Hey at least it's not something more collectible!  If you had to ruin an ACL, a salt shaker is one of the better ones for that to happen to.  Now if you find something like a war milk, you'll want to be really careful with cleaning that one.


----------



## Mailman1960 (Nov 29, 2021)

CanadianBottles said:


> Hey at least it's not something more collectible!  If you had to ruin an ACL, a salt shaker is one of the better ones for that to happen to.  Now if you find something like a war milk, you'll want to be really careful with cleaning that one.


What's a War milk?


----------



## webe142 (Nov 29, 2021)

Mailman1960 said:


> What's a War milk?


During WWII, a lot of dairies put patriotic slogans on their bottles.  Here is one example.


----------



## Mailman1960 (Nov 29, 2021)

webe142 said:


> During WWII, a lot of dairies put patriotic slogans on their bottles.  Here is one example.

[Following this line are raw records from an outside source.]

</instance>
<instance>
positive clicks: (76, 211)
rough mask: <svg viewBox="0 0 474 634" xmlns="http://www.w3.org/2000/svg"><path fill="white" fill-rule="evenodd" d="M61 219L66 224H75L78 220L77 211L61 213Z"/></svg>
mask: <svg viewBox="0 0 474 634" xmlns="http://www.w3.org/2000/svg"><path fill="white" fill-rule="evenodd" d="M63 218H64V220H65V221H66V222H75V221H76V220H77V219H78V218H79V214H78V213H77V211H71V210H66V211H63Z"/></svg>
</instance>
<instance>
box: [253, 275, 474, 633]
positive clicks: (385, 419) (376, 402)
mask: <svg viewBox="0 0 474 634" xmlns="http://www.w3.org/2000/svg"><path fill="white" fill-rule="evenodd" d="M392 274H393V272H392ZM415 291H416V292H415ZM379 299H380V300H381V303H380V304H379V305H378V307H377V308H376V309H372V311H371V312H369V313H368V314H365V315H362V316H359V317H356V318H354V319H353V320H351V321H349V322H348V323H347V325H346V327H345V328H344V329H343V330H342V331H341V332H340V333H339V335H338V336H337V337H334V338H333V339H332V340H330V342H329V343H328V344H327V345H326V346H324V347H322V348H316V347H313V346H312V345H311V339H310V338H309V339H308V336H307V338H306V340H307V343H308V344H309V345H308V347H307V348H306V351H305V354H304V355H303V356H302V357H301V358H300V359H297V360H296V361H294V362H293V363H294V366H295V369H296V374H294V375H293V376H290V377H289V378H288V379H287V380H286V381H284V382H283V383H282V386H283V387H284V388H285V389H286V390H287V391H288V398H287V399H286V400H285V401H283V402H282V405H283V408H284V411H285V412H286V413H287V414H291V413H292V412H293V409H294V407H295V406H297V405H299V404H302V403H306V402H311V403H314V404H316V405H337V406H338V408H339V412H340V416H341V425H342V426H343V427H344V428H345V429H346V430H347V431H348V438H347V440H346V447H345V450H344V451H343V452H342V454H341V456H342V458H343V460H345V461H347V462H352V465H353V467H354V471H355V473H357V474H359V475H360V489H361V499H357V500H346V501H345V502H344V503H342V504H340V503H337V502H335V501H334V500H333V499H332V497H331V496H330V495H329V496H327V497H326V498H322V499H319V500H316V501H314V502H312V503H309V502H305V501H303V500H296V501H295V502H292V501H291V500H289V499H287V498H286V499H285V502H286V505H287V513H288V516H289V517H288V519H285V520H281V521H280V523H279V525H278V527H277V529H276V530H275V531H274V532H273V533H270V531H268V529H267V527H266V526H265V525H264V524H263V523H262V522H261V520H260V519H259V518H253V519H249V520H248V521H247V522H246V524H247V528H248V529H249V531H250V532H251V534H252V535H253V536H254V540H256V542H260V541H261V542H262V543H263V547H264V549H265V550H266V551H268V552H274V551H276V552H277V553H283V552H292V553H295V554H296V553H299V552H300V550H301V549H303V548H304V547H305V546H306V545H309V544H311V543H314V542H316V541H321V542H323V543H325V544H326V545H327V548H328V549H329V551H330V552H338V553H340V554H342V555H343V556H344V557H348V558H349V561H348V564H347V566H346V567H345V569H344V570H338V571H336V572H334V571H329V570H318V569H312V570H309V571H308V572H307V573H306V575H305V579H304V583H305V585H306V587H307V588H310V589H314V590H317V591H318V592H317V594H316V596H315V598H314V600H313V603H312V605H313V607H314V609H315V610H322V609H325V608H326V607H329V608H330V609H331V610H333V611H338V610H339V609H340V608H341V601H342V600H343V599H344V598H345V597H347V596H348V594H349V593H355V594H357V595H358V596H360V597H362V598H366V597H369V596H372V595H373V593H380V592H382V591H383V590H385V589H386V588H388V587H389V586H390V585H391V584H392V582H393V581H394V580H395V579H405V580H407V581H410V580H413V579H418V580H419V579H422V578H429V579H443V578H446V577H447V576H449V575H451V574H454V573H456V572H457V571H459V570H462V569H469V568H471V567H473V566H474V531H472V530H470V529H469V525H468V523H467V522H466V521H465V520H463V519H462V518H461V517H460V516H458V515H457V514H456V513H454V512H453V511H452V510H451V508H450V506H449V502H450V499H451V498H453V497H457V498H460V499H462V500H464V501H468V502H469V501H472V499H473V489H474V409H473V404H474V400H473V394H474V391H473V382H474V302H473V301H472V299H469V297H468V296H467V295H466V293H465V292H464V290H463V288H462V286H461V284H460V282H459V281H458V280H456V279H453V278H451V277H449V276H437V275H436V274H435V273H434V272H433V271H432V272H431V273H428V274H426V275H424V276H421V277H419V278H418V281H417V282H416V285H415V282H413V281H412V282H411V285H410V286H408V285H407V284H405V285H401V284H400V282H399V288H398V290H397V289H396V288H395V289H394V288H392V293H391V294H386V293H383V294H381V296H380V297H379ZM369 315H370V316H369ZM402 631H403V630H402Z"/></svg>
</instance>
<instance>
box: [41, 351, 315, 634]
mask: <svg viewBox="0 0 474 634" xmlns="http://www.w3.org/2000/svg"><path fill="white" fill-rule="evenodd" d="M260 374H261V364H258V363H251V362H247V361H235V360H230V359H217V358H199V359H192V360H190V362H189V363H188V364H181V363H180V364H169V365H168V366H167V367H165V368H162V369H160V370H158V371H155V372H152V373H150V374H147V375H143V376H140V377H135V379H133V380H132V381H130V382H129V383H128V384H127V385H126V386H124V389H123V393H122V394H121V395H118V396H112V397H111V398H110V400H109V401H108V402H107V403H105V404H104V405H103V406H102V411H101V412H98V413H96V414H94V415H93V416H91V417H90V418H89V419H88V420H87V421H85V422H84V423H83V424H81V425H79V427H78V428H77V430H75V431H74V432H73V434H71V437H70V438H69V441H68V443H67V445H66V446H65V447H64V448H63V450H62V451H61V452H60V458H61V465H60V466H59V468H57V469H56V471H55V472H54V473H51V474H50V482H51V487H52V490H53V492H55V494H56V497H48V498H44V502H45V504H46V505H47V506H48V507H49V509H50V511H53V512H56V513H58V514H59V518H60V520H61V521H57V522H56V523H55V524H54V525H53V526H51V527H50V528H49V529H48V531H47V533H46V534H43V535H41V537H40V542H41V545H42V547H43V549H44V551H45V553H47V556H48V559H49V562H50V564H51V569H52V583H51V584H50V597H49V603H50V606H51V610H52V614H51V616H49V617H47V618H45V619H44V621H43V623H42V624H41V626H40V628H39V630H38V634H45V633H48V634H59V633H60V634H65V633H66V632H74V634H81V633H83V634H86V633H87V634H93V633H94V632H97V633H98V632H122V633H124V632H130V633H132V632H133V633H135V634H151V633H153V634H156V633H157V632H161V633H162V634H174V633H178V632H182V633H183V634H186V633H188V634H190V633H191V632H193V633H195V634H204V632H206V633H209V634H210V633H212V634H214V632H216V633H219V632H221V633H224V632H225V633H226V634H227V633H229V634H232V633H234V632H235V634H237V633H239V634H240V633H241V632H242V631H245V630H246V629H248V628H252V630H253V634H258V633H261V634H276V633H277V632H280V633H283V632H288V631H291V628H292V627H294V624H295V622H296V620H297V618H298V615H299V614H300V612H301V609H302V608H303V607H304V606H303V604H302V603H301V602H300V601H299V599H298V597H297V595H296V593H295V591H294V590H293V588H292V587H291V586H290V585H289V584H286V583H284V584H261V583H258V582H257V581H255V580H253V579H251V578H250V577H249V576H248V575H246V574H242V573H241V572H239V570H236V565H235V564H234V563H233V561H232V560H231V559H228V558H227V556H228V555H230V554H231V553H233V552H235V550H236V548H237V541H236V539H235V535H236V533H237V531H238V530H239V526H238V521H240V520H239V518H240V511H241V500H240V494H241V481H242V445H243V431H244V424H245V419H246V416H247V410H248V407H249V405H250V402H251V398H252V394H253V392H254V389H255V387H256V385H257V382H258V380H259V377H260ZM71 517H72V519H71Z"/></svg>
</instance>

I thought he was talking about Milk Glass.


----------



## Newtothiss (Nov 29, 2021)

I'll keep my eye out for em'. Found quite a few milk bottles, only a couple that were cool though.


----------



## CanadianBottles (Nov 29, 2021)

Newtothiss said:


> I'll keep my eye out for em'. Found quite a few milk bottles, only a couple that were cool though.


If you're finding milk bottles at all that's a very good sign, most people returned all of them unless they accidentally broke one.  Could be some good ones if you can get into a slightly older layer.


----------



## Newtothiss (Nov 29, 2021)

So far the oldest that I've actually brought back was from 53, and just plain Jane.
 There's a whole mess of digging though...


----------



## ROBBYBOBBY64 (Nov 30, 2021)

CanadianBottles said:


> If you're finding milk bottles at all that's a very good sign, most people returned all of them unless they accidentally broke one.  Could be some good ones if you can get into a slightly older layer.


Some could not be returned. Maybe the place closed down. If they didn't end up in the basement or garage they ended up in the trash.
ROBBYBOBBY64.


----------



## webe142 (Dec 1, 2021)

I haven't found a good way to clean a dug ACL.  I've tried letting them sit and dry without success.  I've got a Deleware Punch I've been letting dry for a couple months now.  I can't bring myself to clean it.  I've watched to many acls just wipe away with the dirt.


----------